Is This Buffett Favorite A Screaming Buy?
If you listened to the mainstream financial news networks, you would be forgiven for thinking that a softening economy, higher inflation, and rising interest rates had crushed the consumer and that spending was on the verge of a titanic plunge. But if that’s all true why is Visa down by a small single digit percentage for the year while the S&P 500 is down almost 3x as much?
The truth is Visa, a Buffett favorite, has an enviable business model with a massive moat. Visa depends on transaction fees not interest on credit card debt to generate its cash flows, which are significant. The company enjoys large margins – its gross margin has not fallen below 96% for the past 5 years – and impressive revenue growth, other than during 2020.
Top Line Growth Better Than It Seems
It is notable that in spite of the headwinds economically, Visa’s CFO has stated the company is “seeing no evidence of a pullback in consumer spending” for its fiscal Q4.
Indeed, a look back over the past five years reveals impressive revenue growth, with the COVID era the only blip.
- 2017: 21.7%
- 2018: 12.3%
- 2019: 11.5%
- 2020: -4.9%
- 2021: 10.3%
On a year over year basis, the outstanding top line growth is evident:
- 2021 Q2: 26.7%
- 2021 Q3: 28.6%
- 2021 Q4: 24.1%
- 2022 Q1: 25.5%
- 2022 Q2: 18.7%
A cursory glance at revenues would lead a casual observer to see “just” 10% growth in 2021 but the reality is revenue growth through most quarters in 2021 and all of 2022 thus far has been much more rapid. That acceleration in growth cannot be overstated. It shows that Visa is not suffering the effects of a weaker economy.
In its most recent quarter, the growth pop is attributable to a 40% rise in volume cross-border, a sign that travel has increased substantially.
Why Visa Is So Attractive To Buffett?
Together with Mastercard, Visa enjoys duopoly status. That allows it to operate with an asset-light model featuring low overheads. It’s notable that mobile financial technology platforms like Block and Paypal rely on these duopoly players.
The company’s business model is so operationally efficient that it produces massive cash flows. Since 2017 Cash Flow from Operation has mushroomed higher:
- 2017: $9.3 billion
- 2018: $12.9 billion
- 2019: $12.7 billion
- 2020: $10.4 billion
- 2021: $15.2 billion
Profit margins are north of 50% and operating margins are north of 65%. But the good news doesn’t stop there. The revenue forecasts according to the Street are astonishing:
- FY 2022: $29.0 billion
- FY 2023: $32.4 billion
- FY 2024: $36.5 billion
- FY 2025: $40.5 billion
- FY 2026: $45.3 billion
Other positives are a 14 year streak of dividend payments, a payout ratio of just 21.27% and a dividend yield of 0.73%.
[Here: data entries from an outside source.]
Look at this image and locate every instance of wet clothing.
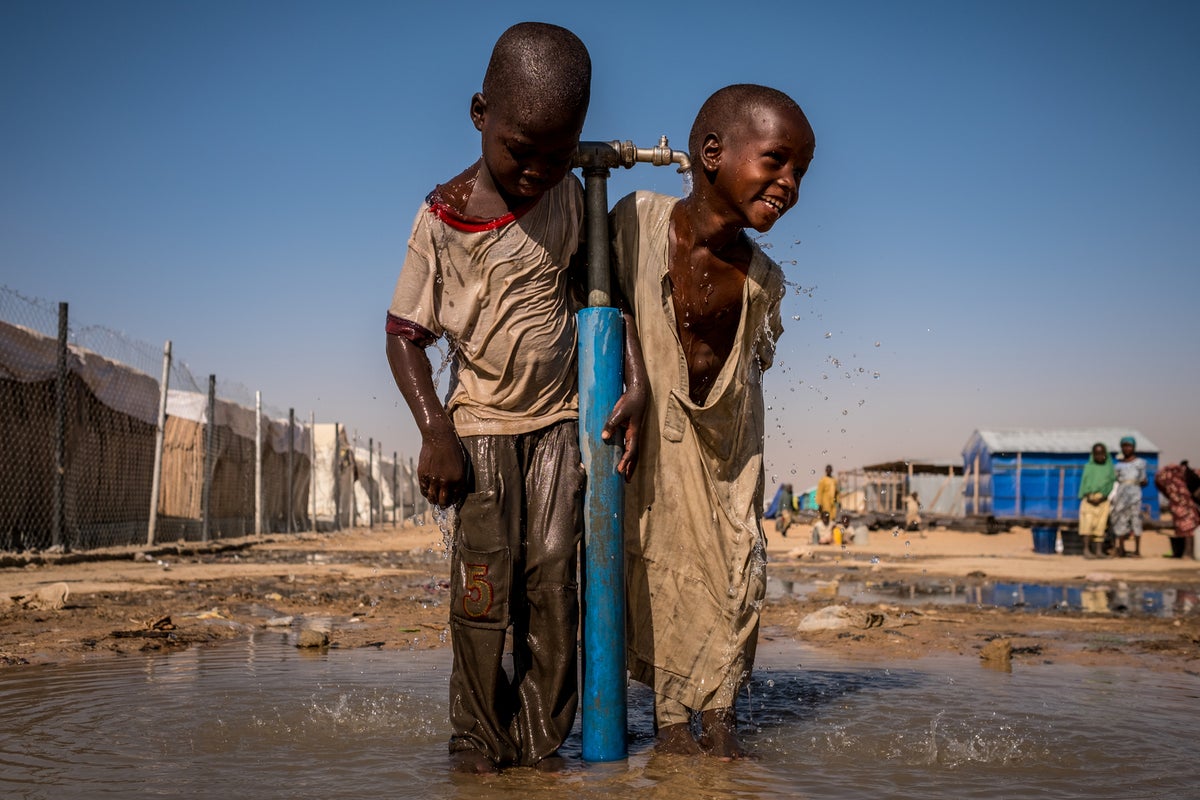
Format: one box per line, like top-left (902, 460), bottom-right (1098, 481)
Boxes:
top-left (388, 176), bottom-right (583, 437)
top-left (388, 176), bottom-right (583, 765)
top-left (1154, 464), bottom-right (1200, 536)
top-left (610, 192), bottom-right (784, 726)
top-left (1109, 456), bottom-right (1146, 537)
top-left (450, 421), bottom-right (583, 766)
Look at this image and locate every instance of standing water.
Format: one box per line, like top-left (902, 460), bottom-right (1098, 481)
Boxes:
top-left (0, 633), bottom-right (1200, 800)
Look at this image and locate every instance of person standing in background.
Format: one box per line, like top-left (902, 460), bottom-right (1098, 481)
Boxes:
top-left (1079, 441), bottom-right (1113, 559)
top-left (817, 464), bottom-right (838, 519)
top-left (1154, 462), bottom-right (1200, 560)
top-left (1109, 437), bottom-right (1150, 558)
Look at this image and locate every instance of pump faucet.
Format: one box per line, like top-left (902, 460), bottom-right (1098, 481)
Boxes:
top-left (572, 136), bottom-right (691, 173)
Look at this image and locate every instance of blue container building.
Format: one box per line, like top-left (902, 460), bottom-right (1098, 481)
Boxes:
top-left (962, 428), bottom-right (1159, 521)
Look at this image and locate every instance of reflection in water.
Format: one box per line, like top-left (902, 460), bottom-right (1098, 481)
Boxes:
top-left (0, 634), bottom-right (1200, 800)
top-left (767, 578), bottom-right (1200, 618)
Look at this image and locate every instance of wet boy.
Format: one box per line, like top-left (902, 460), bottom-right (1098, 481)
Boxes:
top-left (388, 23), bottom-right (640, 772)
top-left (611, 84), bottom-right (815, 759)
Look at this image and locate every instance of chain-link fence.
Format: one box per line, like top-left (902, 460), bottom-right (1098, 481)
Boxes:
top-left (0, 287), bottom-right (427, 551)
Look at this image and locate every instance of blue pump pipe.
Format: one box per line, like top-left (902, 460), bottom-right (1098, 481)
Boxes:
top-left (575, 137), bottom-right (689, 762)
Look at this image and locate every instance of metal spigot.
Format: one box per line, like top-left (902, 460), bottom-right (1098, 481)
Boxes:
top-left (571, 136), bottom-right (691, 173)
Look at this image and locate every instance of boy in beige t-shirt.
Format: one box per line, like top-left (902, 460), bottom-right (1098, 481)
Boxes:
top-left (388, 23), bottom-right (641, 772)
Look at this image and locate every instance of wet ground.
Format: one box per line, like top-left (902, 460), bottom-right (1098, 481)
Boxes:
top-left (0, 627), bottom-right (1200, 800)
top-left (0, 527), bottom-right (1200, 674)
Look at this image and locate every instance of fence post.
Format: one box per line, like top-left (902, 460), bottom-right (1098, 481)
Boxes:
top-left (200, 375), bottom-right (217, 542)
top-left (350, 431), bottom-right (359, 530)
top-left (254, 391), bottom-right (263, 536)
top-left (50, 302), bottom-right (68, 551)
top-left (408, 456), bottom-right (416, 525)
top-left (308, 411), bottom-right (317, 534)
top-left (146, 339), bottom-right (170, 546)
top-left (287, 408), bottom-right (296, 534)
top-left (334, 422), bottom-right (342, 530)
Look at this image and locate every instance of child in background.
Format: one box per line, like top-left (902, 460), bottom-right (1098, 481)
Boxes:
top-left (611, 84), bottom-right (814, 759)
top-left (812, 511), bottom-right (833, 545)
top-left (388, 23), bottom-right (641, 772)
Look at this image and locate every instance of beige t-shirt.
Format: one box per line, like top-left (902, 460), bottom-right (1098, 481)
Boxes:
top-left (388, 175), bottom-right (583, 435)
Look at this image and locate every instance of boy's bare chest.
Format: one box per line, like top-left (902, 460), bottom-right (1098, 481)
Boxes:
top-left (668, 256), bottom-right (745, 335)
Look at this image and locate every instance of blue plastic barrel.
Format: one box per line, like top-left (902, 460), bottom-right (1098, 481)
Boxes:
top-left (1033, 528), bottom-right (1058, 555)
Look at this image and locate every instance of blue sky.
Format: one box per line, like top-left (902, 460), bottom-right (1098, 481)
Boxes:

On the all-important issue of valuation, Visa still has upside of almost 25% according to Wall Street. The consensus estimate across 32 analysts is for Visa to hit fair value at $256.19.
Even if they are not exactly spot on, investors have a significant margin of safety. From our number-crunching, the stock isn’t as cheap as we would like in order to get very enthusiastic but for such a strong performer in a down market with significant revenue growth potential on the horizon, it’s an enticing play that’s quite appetizing.